If a contactless card is failing authentication at another computer post-enrollment please review the items below:
-
The reader is the same device as the one that enrolled the card
-
The MFA policy contains the RFDevice setting and it was passed down to the client(s) (see Troubleshooting section from Enrolling A Contactless Card)
-
If the card failing is a new card for an existing user, try clearing the cached credentials
-
If the user has never logged into a computer with their card at least once, make sure it can communicate with the MFA server (this can be done through a quick manual sync by right-clicking our logo in the app tray); if it can synchronize but still failing, review the TLS settings on both the client and server and make sure that they match
-
SEOS cards are not compatible with the MFA software; they will initially enroll, but due to the way they function, the scanned value changes at every scan causing the "Card not registered" error
Verify the Card is in the Database
You can run the following query to verify that the card data was successfully sent to the system during enrollment and bound to the user or not.
Update the last line and replace username with the user's MFA username (while keeping the 'single quotations'). If the card successfully enrolled, a single record should appear.
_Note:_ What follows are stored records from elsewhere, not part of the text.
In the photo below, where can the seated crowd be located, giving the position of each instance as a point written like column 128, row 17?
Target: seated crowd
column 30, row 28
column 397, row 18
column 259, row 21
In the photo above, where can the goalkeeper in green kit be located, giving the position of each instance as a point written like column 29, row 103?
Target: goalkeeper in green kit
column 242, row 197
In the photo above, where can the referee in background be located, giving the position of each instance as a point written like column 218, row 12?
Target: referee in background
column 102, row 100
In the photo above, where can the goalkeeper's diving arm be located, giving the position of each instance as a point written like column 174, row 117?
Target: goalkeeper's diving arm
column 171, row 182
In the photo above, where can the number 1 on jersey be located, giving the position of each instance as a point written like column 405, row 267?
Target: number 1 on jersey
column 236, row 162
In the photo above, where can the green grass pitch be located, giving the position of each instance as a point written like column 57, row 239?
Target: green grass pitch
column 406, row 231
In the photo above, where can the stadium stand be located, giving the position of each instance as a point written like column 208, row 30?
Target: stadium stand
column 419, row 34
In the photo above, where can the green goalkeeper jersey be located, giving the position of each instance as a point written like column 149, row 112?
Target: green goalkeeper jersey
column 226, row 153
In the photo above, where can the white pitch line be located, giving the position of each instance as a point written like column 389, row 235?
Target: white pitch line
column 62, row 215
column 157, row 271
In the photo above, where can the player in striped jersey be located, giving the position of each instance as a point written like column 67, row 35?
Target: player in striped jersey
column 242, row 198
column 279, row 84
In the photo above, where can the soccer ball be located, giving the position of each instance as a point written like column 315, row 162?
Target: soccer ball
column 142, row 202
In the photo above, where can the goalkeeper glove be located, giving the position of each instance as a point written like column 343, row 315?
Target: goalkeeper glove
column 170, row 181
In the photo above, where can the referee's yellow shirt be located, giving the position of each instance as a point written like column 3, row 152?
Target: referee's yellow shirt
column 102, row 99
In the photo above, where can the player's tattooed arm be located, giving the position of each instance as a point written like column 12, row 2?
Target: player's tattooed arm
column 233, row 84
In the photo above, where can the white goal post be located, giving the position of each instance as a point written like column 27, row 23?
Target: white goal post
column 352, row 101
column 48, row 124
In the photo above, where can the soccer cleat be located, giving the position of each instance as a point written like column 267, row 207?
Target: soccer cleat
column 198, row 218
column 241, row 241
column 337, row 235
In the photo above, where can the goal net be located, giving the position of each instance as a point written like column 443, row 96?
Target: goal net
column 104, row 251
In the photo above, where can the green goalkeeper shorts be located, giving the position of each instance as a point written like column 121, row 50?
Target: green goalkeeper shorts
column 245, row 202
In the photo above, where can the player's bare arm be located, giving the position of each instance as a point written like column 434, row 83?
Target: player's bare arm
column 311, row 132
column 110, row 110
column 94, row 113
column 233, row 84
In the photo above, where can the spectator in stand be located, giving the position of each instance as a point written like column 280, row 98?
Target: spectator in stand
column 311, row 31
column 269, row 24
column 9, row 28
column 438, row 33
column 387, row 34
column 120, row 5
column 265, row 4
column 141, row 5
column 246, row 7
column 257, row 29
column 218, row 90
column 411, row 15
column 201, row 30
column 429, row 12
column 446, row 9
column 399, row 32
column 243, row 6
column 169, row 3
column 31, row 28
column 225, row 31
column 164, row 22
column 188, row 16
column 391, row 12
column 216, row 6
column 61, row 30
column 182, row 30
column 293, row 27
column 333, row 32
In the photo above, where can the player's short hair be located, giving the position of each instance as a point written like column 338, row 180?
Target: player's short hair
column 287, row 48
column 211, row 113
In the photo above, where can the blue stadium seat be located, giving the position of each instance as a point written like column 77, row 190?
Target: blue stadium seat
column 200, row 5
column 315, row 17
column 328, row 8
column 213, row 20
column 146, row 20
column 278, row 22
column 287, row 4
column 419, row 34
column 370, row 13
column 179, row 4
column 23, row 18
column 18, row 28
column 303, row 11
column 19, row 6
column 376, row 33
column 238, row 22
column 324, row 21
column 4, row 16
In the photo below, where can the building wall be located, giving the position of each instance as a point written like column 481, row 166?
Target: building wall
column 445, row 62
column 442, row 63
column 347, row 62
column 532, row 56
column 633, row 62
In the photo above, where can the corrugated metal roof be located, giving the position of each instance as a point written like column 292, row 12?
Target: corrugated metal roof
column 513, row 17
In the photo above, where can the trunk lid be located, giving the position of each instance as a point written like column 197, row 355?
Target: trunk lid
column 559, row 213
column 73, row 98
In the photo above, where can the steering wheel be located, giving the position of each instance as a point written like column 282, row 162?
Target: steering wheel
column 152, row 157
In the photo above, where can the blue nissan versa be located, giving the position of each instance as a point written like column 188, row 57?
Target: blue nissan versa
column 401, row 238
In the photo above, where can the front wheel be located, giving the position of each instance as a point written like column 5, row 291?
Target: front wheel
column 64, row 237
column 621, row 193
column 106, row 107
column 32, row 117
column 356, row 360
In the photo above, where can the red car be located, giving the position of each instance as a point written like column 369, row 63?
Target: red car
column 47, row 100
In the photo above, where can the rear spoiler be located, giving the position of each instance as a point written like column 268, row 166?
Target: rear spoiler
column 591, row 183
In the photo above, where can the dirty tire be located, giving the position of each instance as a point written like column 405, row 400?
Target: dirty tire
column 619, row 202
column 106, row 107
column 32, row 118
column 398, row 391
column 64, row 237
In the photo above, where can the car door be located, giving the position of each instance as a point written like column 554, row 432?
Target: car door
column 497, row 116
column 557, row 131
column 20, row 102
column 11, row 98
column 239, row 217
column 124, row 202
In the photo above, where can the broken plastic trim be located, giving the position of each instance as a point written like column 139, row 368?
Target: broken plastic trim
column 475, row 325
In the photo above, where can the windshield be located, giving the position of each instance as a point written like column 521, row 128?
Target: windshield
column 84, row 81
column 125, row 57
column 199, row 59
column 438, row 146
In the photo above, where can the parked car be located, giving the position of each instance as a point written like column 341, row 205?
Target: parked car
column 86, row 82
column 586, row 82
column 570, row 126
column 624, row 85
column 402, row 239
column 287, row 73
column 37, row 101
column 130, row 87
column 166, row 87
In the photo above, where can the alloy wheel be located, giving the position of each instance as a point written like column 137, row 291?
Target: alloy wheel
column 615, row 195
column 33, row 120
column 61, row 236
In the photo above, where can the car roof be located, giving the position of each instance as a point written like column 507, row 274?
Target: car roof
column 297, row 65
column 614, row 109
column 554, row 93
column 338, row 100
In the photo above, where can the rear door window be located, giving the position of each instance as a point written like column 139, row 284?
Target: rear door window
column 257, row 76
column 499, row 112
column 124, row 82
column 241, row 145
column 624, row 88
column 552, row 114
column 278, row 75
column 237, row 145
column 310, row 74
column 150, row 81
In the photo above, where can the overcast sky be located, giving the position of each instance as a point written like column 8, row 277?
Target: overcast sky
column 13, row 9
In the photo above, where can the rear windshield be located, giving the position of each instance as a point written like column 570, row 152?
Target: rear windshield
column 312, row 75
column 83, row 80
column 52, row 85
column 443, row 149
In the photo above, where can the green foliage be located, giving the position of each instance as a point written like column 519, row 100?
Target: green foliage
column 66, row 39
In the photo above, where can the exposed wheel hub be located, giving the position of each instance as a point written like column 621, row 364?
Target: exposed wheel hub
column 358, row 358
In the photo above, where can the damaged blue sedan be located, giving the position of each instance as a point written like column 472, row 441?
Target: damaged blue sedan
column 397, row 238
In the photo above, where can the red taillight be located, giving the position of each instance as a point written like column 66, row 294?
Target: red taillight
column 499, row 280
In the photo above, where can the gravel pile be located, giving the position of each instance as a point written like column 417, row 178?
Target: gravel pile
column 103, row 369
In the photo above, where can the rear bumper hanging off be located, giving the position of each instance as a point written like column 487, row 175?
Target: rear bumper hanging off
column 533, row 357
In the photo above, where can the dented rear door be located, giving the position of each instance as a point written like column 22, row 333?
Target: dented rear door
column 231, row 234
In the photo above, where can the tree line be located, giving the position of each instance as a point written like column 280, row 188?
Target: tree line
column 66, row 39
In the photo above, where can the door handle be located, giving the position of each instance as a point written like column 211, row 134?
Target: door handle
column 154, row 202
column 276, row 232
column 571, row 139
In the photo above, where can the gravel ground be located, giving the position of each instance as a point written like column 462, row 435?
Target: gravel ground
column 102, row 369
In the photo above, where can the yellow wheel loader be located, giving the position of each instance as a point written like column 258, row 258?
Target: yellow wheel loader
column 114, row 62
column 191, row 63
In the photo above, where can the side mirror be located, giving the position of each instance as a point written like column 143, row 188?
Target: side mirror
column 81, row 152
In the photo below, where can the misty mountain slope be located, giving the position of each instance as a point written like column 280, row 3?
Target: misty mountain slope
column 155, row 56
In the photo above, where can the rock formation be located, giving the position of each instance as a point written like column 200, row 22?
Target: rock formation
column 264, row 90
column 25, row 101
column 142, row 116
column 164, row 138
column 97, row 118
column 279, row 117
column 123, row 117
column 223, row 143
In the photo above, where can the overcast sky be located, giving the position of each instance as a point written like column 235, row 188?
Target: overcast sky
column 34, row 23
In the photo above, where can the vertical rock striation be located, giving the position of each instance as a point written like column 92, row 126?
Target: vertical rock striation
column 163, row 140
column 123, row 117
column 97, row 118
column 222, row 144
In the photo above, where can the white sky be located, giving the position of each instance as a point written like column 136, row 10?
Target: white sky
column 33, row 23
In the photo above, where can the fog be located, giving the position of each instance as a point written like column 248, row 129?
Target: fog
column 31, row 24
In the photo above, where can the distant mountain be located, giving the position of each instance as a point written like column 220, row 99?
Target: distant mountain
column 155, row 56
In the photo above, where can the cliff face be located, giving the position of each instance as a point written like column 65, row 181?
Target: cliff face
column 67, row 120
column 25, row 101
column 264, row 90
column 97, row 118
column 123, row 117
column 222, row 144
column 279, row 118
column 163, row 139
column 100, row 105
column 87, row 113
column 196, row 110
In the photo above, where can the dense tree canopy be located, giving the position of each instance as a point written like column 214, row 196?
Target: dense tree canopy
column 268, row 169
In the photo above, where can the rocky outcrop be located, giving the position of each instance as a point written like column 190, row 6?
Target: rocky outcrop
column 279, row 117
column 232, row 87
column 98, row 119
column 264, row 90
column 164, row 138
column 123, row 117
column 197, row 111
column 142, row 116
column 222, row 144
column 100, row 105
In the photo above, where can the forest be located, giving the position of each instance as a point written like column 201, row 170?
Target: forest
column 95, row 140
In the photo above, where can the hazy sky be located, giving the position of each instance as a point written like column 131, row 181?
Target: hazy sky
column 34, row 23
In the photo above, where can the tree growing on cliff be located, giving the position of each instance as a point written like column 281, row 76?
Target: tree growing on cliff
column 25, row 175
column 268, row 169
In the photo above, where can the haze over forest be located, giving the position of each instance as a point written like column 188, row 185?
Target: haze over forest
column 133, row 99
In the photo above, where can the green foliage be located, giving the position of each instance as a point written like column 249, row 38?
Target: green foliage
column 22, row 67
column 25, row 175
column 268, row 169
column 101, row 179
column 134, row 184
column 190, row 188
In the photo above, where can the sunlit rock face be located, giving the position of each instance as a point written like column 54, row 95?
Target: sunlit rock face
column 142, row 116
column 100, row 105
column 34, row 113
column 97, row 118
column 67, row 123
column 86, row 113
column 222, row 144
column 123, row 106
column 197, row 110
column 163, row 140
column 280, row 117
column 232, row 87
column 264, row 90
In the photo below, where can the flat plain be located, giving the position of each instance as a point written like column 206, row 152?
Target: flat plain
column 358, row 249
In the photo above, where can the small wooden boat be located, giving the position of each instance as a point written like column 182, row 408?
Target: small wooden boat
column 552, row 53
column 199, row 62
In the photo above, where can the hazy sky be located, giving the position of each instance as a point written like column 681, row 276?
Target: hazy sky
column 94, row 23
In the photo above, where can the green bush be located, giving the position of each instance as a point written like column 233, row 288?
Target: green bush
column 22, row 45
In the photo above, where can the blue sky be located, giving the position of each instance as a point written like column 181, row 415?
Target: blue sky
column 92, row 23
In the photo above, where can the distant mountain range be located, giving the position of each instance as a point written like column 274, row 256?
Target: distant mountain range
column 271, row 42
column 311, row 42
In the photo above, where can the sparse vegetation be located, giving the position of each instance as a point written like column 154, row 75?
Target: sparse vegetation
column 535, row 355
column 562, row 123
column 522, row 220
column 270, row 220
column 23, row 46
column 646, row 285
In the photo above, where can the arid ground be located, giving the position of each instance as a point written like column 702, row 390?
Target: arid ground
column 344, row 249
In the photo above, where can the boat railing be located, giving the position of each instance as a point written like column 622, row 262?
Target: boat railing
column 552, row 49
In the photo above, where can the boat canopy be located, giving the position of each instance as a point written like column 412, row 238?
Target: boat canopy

If there are no results, then the card did not successfully enroll to the user.
SELECT u.name, scu.card_id, c.cuid, scu.binding_date, scu.status
FROM SC_Card_Users scu
JOIN Users u ON u.user_id = scu.user_id
JOIN SC_Cards c ON c.card_id = scu.card_id
WHERE c.card_type_id = 6 AND u.name = 'username'
If more than one record appears after running the query, that could be the issue. By design, users can only have one card assigned to their username at a time. You will need to verify which card was the most recent and delete it from the system. You can use the most recent "binding_date" record.